New tobacco products range from mango-flavored cigars and apple snuff to snus packets, which are similar to tiny teabags filled with tobacco that users place in their mouth, and "dissolving" tobacco that can be put in candies similar to mints.

"Most parents I've talked to had no idea most of (these products) existed," Maureen Busalacchi, executive director of Smokefree Wisconsin, said. "It's important that teachers, coaches, mentors of kids all know what is out there and intervene early." Busalacchi, whose group won't receive money from the grant, said she believed any campaign would focus on informing the community, not direct lobbying of leaders.
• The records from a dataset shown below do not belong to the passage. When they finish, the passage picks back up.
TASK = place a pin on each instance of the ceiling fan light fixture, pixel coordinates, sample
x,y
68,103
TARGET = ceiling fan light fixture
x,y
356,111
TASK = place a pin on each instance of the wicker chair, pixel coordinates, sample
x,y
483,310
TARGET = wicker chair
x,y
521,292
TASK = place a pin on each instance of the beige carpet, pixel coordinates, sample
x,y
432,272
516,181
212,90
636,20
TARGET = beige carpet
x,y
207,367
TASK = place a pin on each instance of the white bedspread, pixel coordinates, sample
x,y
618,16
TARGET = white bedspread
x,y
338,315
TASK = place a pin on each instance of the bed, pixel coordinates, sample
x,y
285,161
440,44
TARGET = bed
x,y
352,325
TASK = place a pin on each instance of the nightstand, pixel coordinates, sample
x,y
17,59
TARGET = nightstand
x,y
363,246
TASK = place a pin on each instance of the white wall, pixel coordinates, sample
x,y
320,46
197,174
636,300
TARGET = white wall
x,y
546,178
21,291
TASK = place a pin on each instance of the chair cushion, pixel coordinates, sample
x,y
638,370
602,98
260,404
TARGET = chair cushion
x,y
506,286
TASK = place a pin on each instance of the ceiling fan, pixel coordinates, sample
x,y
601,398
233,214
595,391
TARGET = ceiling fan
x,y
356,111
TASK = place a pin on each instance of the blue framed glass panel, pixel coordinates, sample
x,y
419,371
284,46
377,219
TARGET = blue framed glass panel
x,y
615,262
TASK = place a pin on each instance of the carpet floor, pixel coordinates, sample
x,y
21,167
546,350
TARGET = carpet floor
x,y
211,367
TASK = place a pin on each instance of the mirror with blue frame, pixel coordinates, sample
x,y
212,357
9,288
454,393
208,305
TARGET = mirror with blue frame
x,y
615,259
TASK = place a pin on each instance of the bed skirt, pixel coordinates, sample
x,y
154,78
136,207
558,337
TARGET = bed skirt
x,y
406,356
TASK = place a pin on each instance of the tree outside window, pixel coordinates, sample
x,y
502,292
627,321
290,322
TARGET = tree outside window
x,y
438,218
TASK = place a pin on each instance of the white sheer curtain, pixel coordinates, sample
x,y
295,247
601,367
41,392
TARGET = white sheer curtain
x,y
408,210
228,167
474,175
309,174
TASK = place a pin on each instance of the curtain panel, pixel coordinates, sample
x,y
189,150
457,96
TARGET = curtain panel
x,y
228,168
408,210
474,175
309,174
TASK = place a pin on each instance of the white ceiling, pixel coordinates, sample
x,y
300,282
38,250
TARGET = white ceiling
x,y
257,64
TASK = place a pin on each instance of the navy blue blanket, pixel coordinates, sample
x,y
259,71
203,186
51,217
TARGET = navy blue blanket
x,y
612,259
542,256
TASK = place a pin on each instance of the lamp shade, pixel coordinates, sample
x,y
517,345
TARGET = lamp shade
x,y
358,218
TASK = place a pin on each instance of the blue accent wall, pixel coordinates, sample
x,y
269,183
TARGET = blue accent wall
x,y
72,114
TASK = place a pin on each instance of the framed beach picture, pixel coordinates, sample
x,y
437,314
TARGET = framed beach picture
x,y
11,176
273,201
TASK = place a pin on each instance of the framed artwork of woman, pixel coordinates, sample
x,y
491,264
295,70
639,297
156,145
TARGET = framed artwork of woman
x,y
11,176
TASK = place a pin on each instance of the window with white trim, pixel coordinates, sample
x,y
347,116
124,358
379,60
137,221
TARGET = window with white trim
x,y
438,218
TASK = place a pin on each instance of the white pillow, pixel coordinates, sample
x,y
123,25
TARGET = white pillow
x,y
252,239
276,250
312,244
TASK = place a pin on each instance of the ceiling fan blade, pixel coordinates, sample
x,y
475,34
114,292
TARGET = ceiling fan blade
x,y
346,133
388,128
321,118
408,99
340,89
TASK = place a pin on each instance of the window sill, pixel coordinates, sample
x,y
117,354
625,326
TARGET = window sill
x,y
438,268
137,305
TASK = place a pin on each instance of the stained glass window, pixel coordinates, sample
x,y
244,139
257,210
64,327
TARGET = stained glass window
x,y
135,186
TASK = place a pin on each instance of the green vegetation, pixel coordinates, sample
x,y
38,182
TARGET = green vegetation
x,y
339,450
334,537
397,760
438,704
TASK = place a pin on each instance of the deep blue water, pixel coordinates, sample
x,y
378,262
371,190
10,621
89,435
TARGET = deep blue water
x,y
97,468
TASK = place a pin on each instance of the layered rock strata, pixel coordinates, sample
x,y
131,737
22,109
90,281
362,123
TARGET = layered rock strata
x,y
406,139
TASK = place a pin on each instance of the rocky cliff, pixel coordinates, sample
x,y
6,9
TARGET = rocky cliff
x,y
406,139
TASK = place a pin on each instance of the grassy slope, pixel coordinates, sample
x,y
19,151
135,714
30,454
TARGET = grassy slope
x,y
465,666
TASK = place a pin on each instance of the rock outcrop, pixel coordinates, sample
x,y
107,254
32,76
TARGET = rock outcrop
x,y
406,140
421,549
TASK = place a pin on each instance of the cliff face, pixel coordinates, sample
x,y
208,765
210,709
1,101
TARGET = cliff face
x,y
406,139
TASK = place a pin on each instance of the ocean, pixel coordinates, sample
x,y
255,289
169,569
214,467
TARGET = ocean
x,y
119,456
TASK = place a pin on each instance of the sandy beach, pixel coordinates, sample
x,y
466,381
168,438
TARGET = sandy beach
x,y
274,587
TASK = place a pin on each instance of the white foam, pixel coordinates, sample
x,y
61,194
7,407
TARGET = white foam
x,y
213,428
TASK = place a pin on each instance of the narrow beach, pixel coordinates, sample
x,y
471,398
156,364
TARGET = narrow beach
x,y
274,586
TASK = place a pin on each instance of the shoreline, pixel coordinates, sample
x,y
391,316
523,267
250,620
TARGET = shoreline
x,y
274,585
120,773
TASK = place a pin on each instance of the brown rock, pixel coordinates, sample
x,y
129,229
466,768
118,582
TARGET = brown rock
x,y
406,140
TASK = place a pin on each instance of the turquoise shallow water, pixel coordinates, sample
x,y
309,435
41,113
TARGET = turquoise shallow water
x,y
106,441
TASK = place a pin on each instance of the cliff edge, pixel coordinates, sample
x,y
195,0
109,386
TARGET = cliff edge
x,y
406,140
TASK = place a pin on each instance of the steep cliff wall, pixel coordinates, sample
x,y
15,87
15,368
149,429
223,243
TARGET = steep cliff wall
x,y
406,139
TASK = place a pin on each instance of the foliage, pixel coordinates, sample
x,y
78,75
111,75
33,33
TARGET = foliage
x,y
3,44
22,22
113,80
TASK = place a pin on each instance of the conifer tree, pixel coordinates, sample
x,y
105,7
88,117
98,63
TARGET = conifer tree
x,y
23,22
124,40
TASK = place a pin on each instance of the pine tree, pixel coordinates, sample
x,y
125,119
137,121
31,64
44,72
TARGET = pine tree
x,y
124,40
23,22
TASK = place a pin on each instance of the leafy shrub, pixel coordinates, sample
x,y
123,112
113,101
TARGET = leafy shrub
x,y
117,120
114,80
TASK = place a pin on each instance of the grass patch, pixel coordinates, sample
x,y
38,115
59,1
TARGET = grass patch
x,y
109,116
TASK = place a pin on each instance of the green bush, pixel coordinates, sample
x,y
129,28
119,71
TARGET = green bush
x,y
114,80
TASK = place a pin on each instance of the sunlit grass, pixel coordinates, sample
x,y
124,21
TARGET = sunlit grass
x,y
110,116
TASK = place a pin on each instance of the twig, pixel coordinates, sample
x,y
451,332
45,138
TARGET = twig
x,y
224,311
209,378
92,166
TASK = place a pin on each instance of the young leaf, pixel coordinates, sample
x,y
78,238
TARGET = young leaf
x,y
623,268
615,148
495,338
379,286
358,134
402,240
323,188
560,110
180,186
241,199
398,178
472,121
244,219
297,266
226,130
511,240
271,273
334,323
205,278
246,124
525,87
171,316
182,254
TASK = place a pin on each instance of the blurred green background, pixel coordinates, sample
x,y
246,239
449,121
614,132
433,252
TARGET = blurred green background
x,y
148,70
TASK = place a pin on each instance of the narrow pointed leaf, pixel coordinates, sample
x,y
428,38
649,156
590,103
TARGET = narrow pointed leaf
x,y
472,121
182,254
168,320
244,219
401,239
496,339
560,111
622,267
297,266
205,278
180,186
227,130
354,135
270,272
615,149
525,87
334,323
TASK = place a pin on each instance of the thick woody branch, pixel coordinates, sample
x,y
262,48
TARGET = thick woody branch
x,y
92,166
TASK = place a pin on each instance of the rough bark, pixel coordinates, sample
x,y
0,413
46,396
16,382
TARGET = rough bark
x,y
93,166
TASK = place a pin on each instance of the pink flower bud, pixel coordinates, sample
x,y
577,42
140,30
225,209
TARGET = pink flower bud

The U.S. Food and Drug Administration reports that in 2004 a study found that 22.8 percent of 17-year-old smokers reported using flavored cigarettes over the past month - compared to just 6.7 percent of smokers over the age of 25.

A federal law signed by President Obama in June bans the sale of candy- and fruit-flavored cigarettes but doesn't extend that prohibition to other tobacco products. New York City passed a ban on most other flavored tobacco products in October.

Bill Phelps, a spokesman for Altria Group, which owns Phillip Morris USA and U.S. Smokeless Tobacco, said federal law preempts local governments such as New York City from passing their own bans. "When you ban a product like this, it can have a significant effect on local businesses," Phelps said.